Author: Rhiannon Mclean

  • Eating Disorder Awareness Week

    This week starts of something that could have taken my life,

    Yet here I am to tell my story.

    12 years ago I developed an eating disorder and although 2026 is the first year I can say I have been fully recovered theres been lots of ups and downs throughout my journey.

    I have worked super hard.

    Relapses came alongside recovery- but look at me now!

    Worth the fight!

    And I’m proud of how far I’ve come with plenty more celebrations and milestones to come!

  • Voices

    The voices in my head go around and around,

    Repeating insults and judgements about my actions,

    Making me doubt my worth in this life,

    Am I good enough?

    Have I convinced myself that I actually matter?

    Who am I kidding?!

    How could anyone love me?

    But then there is a whisper…

    Among the screams of negative rumours circling my brain – there is a childs voice;

    Young and innocent,

    It sounds calm and free,

    I try and make out their words,

    As I tune in to the childs’ voice the screams lower their volume, almost like they are losing their power to speak,

    “You know what you need to do, Rhi. You can choose. I’m still here and I’m so proud of you for staying.”

    They were the words I needed.

    I’m staying.

    Without realising, the negative voices were gone. I guess they lost interest in shouting lies at me.

    My inner child’s voice was stronger and that’s all I needed.

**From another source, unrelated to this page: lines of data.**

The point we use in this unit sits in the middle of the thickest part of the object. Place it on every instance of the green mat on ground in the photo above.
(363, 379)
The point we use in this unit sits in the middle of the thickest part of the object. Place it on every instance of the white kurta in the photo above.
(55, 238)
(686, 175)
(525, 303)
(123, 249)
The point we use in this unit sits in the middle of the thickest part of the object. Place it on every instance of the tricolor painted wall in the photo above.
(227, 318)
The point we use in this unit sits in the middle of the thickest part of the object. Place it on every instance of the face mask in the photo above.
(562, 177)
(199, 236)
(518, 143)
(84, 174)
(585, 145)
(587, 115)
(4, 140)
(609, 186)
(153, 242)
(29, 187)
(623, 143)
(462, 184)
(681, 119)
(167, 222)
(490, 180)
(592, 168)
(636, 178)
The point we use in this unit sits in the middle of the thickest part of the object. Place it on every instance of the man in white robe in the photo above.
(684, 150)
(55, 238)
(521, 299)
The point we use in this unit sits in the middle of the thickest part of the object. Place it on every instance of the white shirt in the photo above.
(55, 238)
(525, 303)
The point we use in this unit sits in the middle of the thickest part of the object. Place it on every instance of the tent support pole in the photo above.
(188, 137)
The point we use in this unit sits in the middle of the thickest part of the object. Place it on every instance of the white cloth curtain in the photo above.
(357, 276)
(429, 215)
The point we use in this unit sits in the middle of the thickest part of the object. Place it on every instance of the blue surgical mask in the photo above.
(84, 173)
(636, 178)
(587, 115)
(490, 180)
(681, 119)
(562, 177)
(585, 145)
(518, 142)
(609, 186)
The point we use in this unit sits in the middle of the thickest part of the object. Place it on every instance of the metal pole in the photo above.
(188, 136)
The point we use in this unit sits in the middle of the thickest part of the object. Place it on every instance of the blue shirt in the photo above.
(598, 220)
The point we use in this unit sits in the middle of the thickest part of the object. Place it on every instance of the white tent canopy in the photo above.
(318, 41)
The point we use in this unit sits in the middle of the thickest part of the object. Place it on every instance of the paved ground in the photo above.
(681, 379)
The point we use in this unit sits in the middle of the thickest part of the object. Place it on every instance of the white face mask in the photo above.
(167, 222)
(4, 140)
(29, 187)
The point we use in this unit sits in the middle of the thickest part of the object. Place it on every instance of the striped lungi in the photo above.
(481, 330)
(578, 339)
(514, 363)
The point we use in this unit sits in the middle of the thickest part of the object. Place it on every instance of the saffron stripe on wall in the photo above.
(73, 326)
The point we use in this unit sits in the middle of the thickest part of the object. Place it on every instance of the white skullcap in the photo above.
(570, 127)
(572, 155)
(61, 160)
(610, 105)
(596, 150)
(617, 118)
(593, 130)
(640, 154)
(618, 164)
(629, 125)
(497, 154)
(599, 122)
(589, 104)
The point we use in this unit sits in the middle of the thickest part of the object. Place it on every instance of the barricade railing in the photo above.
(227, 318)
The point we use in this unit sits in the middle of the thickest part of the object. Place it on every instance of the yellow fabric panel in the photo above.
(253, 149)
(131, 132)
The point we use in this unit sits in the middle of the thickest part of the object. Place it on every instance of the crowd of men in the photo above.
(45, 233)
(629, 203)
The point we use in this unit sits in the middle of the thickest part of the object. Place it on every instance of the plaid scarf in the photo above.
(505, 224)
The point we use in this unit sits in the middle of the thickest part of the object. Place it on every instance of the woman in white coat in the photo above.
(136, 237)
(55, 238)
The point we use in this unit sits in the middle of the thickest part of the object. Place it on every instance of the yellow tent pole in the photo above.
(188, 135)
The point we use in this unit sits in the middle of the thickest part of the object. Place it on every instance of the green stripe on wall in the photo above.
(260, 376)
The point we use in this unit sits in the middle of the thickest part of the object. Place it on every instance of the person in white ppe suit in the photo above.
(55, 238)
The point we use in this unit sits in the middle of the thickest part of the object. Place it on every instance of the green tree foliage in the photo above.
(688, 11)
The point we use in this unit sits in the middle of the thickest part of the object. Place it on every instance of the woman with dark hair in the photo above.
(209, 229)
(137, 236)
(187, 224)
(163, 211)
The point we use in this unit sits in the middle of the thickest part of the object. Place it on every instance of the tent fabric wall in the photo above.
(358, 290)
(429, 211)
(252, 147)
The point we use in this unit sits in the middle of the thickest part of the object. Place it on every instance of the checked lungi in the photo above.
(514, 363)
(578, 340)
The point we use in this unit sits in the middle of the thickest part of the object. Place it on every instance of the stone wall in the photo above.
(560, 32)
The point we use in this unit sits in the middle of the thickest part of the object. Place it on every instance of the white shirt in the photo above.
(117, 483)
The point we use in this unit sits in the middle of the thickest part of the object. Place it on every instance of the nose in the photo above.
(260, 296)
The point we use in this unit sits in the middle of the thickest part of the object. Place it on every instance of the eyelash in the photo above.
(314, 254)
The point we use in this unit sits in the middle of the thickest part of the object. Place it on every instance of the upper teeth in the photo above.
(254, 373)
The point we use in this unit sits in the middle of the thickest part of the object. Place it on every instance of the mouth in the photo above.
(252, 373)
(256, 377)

    I’m recovering for little Rhi.

    She deserves to live a life of freedom.

  • Like the sun

    I have nearly lost the life inside my body on multiple occasions, yet I feel I’m waiting for the next sign of life beaming like the sun rises and the clouds separate to reveal the brightness.

    I can only imagine my smile beaming like that strong glow.

    The day will come.

    Until then, I’ll deal with the fog. The unknown. The moments that, although I can’t choose to replay over and over for the sake of my own happiness, may be the moments that I can look back on with a heart full of joy and reflect on the journey since.

    Perhaps happiness is in the moments that can be looked upon and a genuine feeling of accomplishment felt that make the lifeless, hopeless, burdening days worth it.

  • Anorexia

    My Eating Disorder crept in, slowly then pounced and snatched me from my safe place.


    I never knew who was behind the voice but it seemed gentle and convincing when it spoke. Pronouncing every letter in each word as if it were a witch’s spell.


    The voice would pull me towards it, closer and closer without revealing too much of its identity.


    I felt like a puppet on strings with each instruction being obeyed.


    It was as if it knew if I was going to rebel in any way.
    My eating disorder took me from my family and friends. I stood in the kitchen, rage overflowing my head. I would soon blow in front of my mum as she gave me my dinner plate stacked with food.


    “Why am I like this?”
    As if I was asking my brain to reply to my question.
    Why do I have to cause such brokenness?
    Why do I feel like such a failure?


    I didn’t understand the words eating disorder at the time, but I soon would realise that anorexia would have a hold on me for over 10 years. It would strip me to my bones and deny me of making any choices.


    The year 2026.


    Maybe not the year everything will turn perfect given there’s no such thing. Ok, change will take place. It will be a process, a long tiring journey. But every journey has a starting point and an ending point. A final destination. A place you want to reach towards and achieve.
    I’m no longer on my journey. I’ve reached the point I wanted to get to, maybe even without realising it.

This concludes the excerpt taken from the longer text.